We face increasingly destructive wars, most notably in Ukraine which is destabilising world food supplies, and which has the potential for the use of nuclear weapons. War causes huge physical and social damage to people and societies and the military industrial processes produce 6% of all greenhouse gasses. The impact of wars in Ukraine, Yemen, Palestine and other places in terms of human and environmental cost, and on food production and energy costs, will continue to exacerbate the crises facing the environment and the global economy. Russia’s invasion of Ukraine must not be the pretext for a rush to fossil fuels, new coal and gas and the resumption of fracking. Quite the opposite- it should be a spur to shift more rapidly towards renewables.

As Ecosocialists, we say another world is possible. A massive social and political transformation is needed, requiring the mobilisation of the mass of working people, women and men, across the globe. Only the end of capitalism’s relentless pursuit of private profit, endless waste, and rapacious drive for growth, can provide the basis for a solution not only to climate change, environmental degradation, and mass extinction, but to global poverty, hunger, and hyper exploitation.

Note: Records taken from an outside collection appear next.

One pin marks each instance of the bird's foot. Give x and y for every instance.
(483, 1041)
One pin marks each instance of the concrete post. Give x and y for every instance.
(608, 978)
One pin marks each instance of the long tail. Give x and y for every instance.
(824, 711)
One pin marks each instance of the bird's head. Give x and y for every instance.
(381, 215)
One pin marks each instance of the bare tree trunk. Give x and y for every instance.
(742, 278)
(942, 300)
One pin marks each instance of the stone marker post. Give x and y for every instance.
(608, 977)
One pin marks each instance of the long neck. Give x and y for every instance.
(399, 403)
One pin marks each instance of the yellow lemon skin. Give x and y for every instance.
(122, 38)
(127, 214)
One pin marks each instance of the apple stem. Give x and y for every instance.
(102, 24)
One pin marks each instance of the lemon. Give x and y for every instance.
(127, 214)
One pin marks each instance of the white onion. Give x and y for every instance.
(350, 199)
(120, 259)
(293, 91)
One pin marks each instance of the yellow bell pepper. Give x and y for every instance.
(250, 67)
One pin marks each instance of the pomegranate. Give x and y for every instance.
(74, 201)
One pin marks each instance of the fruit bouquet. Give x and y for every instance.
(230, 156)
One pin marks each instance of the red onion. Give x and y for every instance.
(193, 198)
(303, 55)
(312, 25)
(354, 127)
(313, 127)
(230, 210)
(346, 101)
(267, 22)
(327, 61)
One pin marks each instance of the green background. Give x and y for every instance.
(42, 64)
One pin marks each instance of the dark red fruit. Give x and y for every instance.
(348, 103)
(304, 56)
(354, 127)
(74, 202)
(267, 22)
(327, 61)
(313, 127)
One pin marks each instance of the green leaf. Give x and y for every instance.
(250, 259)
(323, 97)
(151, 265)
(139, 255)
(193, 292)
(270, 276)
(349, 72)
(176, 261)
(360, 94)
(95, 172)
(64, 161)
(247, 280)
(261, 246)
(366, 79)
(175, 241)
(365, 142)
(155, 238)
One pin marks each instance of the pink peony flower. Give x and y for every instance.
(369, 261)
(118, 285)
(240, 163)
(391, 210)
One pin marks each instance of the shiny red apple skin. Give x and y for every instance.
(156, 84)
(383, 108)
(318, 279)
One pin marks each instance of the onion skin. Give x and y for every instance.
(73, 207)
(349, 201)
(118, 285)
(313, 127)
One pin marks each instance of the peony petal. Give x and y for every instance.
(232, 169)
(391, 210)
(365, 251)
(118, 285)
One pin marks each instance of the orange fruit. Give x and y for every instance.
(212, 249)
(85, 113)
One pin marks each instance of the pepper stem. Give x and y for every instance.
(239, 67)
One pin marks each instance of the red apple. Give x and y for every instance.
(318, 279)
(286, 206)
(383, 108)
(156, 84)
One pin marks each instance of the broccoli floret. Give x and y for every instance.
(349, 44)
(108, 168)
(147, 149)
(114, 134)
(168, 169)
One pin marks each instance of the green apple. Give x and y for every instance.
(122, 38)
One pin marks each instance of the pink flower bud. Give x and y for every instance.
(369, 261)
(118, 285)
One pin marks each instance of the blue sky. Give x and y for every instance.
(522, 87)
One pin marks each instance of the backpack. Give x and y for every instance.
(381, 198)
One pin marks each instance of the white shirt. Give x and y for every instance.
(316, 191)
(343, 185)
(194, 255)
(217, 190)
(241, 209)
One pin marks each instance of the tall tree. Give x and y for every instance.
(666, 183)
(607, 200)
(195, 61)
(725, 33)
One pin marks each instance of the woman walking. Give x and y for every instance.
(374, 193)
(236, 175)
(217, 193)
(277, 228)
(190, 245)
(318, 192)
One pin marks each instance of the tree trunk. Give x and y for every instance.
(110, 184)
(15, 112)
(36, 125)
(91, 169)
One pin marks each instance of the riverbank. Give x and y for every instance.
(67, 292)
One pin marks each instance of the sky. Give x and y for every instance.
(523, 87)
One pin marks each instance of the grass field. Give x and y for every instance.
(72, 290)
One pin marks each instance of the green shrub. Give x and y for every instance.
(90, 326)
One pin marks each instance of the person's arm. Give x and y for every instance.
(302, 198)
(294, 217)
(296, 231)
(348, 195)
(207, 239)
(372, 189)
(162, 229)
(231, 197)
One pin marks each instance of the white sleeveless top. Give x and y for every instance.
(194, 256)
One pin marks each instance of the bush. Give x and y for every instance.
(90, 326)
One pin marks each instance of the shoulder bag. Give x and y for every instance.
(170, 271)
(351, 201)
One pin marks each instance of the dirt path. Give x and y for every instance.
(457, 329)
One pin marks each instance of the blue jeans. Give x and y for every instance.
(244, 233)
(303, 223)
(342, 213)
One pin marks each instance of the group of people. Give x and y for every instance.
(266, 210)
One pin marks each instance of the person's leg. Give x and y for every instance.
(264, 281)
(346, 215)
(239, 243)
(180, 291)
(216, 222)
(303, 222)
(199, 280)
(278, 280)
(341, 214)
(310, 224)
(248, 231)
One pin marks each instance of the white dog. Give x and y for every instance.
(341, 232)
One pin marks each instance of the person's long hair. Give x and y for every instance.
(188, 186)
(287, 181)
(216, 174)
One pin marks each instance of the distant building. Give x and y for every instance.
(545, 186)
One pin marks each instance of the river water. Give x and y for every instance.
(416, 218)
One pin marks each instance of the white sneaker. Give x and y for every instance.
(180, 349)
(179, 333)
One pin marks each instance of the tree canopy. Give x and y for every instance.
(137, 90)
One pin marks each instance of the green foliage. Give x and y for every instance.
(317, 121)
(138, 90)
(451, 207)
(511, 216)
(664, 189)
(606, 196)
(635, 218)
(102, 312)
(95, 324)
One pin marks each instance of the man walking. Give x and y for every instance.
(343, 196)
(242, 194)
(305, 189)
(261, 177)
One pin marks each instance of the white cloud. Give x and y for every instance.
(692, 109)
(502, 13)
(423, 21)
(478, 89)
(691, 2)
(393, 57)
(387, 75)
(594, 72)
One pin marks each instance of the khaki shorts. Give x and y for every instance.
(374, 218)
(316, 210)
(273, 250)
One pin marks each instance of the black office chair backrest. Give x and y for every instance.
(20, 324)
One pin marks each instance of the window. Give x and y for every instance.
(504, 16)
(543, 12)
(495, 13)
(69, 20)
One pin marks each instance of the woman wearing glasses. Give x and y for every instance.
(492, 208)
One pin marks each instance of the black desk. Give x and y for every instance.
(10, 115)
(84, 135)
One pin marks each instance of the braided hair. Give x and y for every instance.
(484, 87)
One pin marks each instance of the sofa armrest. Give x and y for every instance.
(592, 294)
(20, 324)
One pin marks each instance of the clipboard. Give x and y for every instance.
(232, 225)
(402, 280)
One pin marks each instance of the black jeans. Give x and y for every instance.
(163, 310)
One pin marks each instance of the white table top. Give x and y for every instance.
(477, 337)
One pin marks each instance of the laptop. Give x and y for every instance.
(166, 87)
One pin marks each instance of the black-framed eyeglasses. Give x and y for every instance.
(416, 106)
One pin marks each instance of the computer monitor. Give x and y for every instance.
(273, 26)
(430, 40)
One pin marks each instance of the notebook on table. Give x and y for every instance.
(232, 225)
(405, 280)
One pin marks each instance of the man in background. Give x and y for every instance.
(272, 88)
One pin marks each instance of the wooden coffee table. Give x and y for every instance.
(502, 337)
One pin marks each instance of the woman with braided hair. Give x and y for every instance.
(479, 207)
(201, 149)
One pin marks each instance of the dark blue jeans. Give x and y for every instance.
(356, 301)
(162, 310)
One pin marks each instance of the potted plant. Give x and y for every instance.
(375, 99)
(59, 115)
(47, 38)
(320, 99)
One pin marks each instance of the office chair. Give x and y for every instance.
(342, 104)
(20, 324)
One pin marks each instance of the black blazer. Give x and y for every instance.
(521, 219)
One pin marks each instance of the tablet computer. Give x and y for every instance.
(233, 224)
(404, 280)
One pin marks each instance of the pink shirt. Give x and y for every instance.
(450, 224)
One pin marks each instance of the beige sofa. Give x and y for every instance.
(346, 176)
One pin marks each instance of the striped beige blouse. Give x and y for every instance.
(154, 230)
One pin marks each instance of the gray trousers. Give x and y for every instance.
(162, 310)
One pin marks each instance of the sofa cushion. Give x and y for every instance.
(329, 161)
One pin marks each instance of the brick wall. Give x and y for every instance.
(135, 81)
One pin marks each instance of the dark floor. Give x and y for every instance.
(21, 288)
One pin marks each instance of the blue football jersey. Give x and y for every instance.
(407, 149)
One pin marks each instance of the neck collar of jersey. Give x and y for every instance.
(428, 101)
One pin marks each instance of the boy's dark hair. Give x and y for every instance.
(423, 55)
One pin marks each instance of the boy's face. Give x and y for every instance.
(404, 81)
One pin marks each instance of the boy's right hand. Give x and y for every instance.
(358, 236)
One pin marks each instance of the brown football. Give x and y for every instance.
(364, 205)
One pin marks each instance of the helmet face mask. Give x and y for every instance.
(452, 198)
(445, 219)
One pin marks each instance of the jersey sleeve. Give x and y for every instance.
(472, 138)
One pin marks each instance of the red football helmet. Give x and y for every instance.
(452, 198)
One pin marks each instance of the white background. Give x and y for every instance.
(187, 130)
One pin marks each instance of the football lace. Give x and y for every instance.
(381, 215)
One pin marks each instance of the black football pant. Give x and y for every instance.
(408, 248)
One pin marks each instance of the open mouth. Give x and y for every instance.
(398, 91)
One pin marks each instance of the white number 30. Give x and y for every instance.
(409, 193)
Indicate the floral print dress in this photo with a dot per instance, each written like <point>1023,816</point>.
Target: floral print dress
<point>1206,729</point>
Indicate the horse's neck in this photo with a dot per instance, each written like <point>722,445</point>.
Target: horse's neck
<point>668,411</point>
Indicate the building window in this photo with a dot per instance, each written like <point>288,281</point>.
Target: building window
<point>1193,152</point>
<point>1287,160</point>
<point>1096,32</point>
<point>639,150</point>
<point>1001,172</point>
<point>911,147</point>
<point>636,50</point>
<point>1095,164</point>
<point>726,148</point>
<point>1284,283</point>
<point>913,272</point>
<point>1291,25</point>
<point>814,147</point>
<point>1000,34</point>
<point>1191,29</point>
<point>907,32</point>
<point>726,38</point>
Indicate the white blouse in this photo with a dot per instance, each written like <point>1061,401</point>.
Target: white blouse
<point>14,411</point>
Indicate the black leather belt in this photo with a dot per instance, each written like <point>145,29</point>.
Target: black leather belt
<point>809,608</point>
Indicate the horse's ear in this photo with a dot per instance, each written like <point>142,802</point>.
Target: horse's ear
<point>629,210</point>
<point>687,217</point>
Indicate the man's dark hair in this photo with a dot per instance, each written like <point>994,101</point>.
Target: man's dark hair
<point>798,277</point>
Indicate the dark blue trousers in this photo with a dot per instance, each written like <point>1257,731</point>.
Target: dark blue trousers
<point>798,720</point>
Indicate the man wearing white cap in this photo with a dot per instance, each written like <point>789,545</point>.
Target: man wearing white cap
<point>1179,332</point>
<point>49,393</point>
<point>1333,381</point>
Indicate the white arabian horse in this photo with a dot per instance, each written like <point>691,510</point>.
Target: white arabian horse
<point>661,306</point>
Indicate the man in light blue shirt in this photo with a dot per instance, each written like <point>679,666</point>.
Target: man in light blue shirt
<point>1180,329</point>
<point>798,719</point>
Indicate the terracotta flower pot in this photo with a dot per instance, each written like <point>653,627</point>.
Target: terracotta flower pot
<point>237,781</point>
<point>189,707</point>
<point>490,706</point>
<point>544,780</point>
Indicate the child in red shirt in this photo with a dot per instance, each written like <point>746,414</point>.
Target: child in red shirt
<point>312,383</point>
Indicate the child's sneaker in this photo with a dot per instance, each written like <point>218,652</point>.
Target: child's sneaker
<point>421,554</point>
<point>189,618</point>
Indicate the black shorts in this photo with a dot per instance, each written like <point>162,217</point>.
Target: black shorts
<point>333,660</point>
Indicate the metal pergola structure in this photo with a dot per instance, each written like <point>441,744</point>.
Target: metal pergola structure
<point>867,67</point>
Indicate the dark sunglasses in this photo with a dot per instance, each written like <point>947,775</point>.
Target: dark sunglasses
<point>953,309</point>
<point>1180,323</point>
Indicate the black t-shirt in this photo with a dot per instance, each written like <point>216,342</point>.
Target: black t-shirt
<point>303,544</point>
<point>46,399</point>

The COP 27 conference will take place in an isolated, heavily policed tourist resort, with only one major road in and out, and hotels charging rates that will likely push the entire COP beyond the means of many grassroots organisations, especially those from poorer countries in the Global South. The Egyptian government say there will be room for opposition, but what they mean, is that activists will be offered fake protests opportunities where state-affiliated NGOs demonstrate around the convention giving the impression of an independent local civil society. No real Egyptian or other opposition will be allowed near Sharm El-Sheikh. We send solidarity to Egypt’s climate campaigners, women’s organisations, Trade Unionists and workers fighting for democracy.

2022 has seen floods in Pakistan, directly affecting thirty-three million people, Australia and elsewhere. We have seen wildfires, extreme heat, ice melt, drought, and extreme weather events on many continents, yet governments pursue still more fossil fuel production. 2022’s summer of disasters broke records worldwide. In 2021, global sea level set a new record high and is projected to continue to rise. The United Nations reports that research shows that women and children are up to fourteen times more likely than men to die during climate disasters.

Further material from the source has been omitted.